Victoria Levack lives at Arborstone Enhanced Care in Halifax, one of the few nursing homes in the province to offer long-term care for young adults with special needs.

Bring in the military, says resident

Levack, who is a spokesperson for the Disability Rights Coalition of Nova Scotia, said seven residents have tested positive for COVID-19 — a number Shannex confirmed — and some staff are off due to COVID-19 isolations.

"I used to think I was crazy for suggesting this, but I don't think that's crazy anymore. We need to call in the military to go into these homes to provide extra support," said Levack.

"People are not getting showers because we don't have the staff."

In a statement, Shannex spokeperson Gill Costello said eight employees are not in the workplace at Arborstone Enhanced Care due to COVID-19 cases, but are scheduled to return to work next week.

Levack said the current outbreak highlights the risks of living in a care facility during a pandemic.

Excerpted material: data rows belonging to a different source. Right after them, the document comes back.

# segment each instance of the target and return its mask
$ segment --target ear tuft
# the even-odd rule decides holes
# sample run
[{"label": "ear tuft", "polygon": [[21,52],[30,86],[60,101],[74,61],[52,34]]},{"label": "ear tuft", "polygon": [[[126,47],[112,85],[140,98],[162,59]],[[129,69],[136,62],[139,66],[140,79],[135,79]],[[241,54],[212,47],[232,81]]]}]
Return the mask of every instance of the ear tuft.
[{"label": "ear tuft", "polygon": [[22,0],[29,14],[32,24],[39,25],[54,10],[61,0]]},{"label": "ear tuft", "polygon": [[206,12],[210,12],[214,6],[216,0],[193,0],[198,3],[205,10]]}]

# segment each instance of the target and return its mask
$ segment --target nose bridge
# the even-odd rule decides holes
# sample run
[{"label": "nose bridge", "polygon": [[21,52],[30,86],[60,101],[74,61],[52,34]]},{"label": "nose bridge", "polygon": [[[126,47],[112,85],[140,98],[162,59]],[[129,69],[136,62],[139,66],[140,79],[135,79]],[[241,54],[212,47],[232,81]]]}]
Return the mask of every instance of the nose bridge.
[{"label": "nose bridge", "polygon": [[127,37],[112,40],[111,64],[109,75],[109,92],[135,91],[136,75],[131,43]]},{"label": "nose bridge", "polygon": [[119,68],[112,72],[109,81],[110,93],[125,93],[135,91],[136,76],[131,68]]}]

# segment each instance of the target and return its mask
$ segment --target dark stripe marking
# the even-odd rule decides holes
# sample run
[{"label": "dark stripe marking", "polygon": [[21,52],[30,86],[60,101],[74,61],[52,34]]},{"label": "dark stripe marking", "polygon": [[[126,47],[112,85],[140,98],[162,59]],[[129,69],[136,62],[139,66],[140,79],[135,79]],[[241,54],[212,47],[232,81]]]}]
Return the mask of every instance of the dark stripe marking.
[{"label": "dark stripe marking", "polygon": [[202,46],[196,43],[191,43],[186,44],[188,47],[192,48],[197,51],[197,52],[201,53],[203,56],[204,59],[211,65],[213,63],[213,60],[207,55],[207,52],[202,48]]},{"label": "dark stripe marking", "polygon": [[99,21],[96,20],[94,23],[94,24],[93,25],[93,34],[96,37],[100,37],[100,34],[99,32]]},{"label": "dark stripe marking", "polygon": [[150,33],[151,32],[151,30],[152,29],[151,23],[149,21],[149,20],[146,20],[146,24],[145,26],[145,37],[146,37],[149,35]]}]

"Obviously the more people you have to put in place, the more likely it is for illnesses to spread," she said.

Communication concerns

Levack also raised concerns about a lack of clear communication from officials at the Shannex-run facility about what the current protocols are. She said as of Thursday, she was told she not allowed to leave her room except for meals.

"The rules are changing so constantly that everyone is confused," she said, adding it's not just residents who have expressed confusion, but also staff.

"And how far are they able to go with taking away our autonomy?" Levack said.

Costello said the management team at Arborstone is in regular contact with residents, families and teams to answer questions and provide updates on the situation.

"There is nothing more important to us than the safety and wellbeing of our residents and we know we hold their trust," said Costello.

"We're transparent about our challenges and we are willing to share openly about what we're going through because we know this is an uncertain time for everyone."

Costello said Shannex works closely with Public Health and follows its direction for testing, isolation and other infection prevention and control measures. The company said it also has its own occupational health and wellness team and an infection prevention and control specialist to ensure residents receive the best care possible.